Hubungan dari volatilitas nilai tukar USD terhadap nilai tukar rupiah menurut Arifin dan Mayasya (2018) yaitu hasil dari tekanan permintaan yang melebihi kemampuan penawaran. Sehingga, nilai tukar terus bergerak naik. Dalam kondisi tersebut, masyarakat yang memiliki dana rupiah dalam jumlah yang besar bergerak untuk mengamankannya dengan melakukan konversi dari rupiah ke dolar AS (atau cenderung membeli dolar AS). Di lain sisi, masyarakat yang memiliki kewajiban dalam bentuk valas juga akan mencari aman dengan menutup kontrak forward agar diperoleh kepastian tentang berapa jumlah yang harus dibayar dalam rupiah pada saat kewajibannya telah jatuh tempo. Kenaikan volatilitas nilai tukar menyebabkan depresiasi atau melemahnya nilai tukar. Dan sebaliknya ketika terjadi penurunan volatilitas nilai tukar maka menyebabkan apresiasi atau menguatnya nilai tukar. Hal tersebut menunjukkan bahwa adanya hubungan positif signifikan antara volatilitas nilai tukar dengan nilai tukar.

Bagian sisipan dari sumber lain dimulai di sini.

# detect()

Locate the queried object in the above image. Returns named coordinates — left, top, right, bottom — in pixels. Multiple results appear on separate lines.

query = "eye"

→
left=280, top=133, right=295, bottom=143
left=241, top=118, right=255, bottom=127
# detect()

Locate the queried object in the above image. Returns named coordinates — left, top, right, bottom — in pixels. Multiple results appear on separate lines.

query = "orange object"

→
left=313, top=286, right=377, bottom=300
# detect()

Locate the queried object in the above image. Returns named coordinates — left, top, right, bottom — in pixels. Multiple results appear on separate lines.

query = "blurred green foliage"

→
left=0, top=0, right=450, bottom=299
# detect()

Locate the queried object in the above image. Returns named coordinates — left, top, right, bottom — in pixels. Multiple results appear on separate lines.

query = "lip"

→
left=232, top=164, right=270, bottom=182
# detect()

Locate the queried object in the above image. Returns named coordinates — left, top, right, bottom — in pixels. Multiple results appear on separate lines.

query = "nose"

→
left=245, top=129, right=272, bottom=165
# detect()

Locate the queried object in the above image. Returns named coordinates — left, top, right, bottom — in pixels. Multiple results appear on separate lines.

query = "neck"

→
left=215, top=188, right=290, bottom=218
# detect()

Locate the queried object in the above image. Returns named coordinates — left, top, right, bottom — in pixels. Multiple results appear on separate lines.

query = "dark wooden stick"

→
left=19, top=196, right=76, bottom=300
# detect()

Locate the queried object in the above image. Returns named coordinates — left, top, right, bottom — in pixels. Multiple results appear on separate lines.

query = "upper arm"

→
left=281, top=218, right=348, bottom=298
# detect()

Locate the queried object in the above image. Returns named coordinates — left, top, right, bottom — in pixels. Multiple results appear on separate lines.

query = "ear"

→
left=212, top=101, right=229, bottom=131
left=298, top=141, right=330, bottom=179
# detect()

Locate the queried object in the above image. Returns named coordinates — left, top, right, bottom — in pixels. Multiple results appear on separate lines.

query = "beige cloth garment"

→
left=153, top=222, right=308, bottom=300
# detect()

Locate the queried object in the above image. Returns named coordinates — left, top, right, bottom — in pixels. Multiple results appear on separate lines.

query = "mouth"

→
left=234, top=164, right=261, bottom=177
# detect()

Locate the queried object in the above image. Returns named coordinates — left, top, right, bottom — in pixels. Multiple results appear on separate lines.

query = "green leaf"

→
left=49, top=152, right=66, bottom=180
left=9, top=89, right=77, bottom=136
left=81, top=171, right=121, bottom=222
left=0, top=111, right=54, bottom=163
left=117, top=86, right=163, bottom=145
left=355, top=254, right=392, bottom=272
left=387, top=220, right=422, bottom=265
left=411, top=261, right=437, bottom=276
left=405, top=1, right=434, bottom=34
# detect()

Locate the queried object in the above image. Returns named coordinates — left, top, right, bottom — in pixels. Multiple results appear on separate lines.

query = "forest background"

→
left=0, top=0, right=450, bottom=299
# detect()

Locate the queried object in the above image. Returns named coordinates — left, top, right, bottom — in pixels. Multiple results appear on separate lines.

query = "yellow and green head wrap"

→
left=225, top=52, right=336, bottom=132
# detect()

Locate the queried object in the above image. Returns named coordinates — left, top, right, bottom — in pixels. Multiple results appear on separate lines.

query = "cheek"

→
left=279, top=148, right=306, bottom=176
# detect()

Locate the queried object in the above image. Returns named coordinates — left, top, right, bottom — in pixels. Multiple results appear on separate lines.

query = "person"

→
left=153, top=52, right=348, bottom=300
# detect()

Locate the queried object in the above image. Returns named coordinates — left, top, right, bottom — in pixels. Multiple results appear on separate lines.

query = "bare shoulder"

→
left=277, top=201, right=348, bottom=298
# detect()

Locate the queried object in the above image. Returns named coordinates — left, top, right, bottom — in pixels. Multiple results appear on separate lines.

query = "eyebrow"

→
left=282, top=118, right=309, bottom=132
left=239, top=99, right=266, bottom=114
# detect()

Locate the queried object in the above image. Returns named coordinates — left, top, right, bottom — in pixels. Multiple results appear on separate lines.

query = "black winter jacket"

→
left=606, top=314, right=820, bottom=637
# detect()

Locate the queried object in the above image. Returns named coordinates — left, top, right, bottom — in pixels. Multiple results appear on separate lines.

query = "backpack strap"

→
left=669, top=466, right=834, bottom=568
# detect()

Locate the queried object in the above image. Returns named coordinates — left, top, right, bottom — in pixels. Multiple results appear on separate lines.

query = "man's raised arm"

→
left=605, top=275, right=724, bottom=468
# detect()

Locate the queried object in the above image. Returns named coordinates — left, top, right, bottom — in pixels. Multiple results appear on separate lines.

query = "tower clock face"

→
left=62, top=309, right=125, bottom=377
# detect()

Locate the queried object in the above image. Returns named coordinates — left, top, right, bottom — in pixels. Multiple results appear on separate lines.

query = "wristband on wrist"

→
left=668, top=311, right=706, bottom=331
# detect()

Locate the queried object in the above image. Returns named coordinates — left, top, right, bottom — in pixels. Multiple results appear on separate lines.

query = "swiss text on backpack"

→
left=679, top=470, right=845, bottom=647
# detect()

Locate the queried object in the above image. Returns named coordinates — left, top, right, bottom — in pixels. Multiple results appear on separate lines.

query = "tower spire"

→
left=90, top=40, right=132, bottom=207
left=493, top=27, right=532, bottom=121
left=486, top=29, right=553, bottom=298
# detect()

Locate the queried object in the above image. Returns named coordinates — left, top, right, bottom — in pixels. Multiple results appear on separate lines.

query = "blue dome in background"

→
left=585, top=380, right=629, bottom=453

Sejak Pandemi tersebut mulai merambah di indonesia, Bank Indonesia pada 19 Maret 2020 memutuskan untuk melakukan penurunan suku bunga acuan atau BI 7-Day Reverse Repo Rate (BI7DRR) sebesar 25 basis poin (bps) menjadi 4,50%, suku bunga Deposit Facility sebesar 25 bps menjadi 3,75% dan suku bunga Lending Facility sebesar 25 bps menjadi 5,25%. Hal tersebut dilakukan Bank Indonesia sebagai stimulus moneter untuk menjaga stabilitas pasar keuangan (salah satunya nilai tukar rupiah).
Nilai tukar rupiah sendiri terus berfluktuasi melemah ataupun menguat. Pada 1 April 2020 kurs rupiah berada diposisi Rp.16.413 berdasarkan kurs referensi Jakarta Interbank Spot Dollar rate (Jisdor) melemah 46 poin atau 0, 28% dari sebelumnya pada 31 Maret 2020 sebesar Rp.16.367. Pada Januari hingga 30 Maret capital outflow jumlahnya Rp.167,9 triliun dan capital outflow yang keluar dari Indonesia sebagian besar adalah Surat Berharga Negara (SBN) Rp.153,4 triliun dan saham Rp. 13,4 triliun. Masifnya capital outflow tersebut mendorong kepanikan global sehingga dapat menekan nilai tukar rupiah terhadap dolar Amerika.
Menurut Gubernur Bank Indonesia, Perry Warjiyo pada 31 Maret 2020 bahwa rupiah bergerak dalam mekanisme pasar yang baik meskipun ketidakpastian masih relative tinggi namun tekanan dari global mulai mereda. Pada 2 April 2020 kurs rupiah sebesar Rp. 16.741 berdasarkan kurs referensi Jakarta Interbank Spot Dollar rate (Jisdor) melemah kembali sebesar 328 poin dari sebelumnya Rp.16.413. Kurs rupiah terus bergejolak dan menguat pada 3 April 2020 sebesar Rp.16.464 dari sebelumnya Rp.16.741.
Dalam video conference pada 2 April 2020, Gubernur Bank Indonesia menyampaikan bahwa nilai tukar rupiah saat ini mulai memadai dan diyakini akan bergerak stabil serta cenderung menguat ke sekitar Rp.15.000 per dolar AS pada akhir tahun ini. BI juga meyakini bahwa pertumbuhan ekonomi tidak akan lebih rendah dari 2,3% pada tahun 2020. Selain itu, BI menegaskan bahwa akan melakukan pembelian SBN , dhi. SUN/SBSN jangka panjang di pasar perdana untuk membantu pemerintah dalam membiayai penanganan dampak pandemic covid-19 terhadap sistem keuangan yang telah diatur dalam Perpu No. 1 Tahun 2020 yang sebagai "The Last Resort" (pembelian SBN di pasar perdana oleh BI dilakukan dalam hal kapasitas pasar tidak dapat menyerap seluruh SBN yang diterbitkan Pemerintah antara lain karena yield tinggi dan tidak rasional), bukan dalam rangka bail-out atau Bantuan Likuiditas Bank Indonesia (BLBI).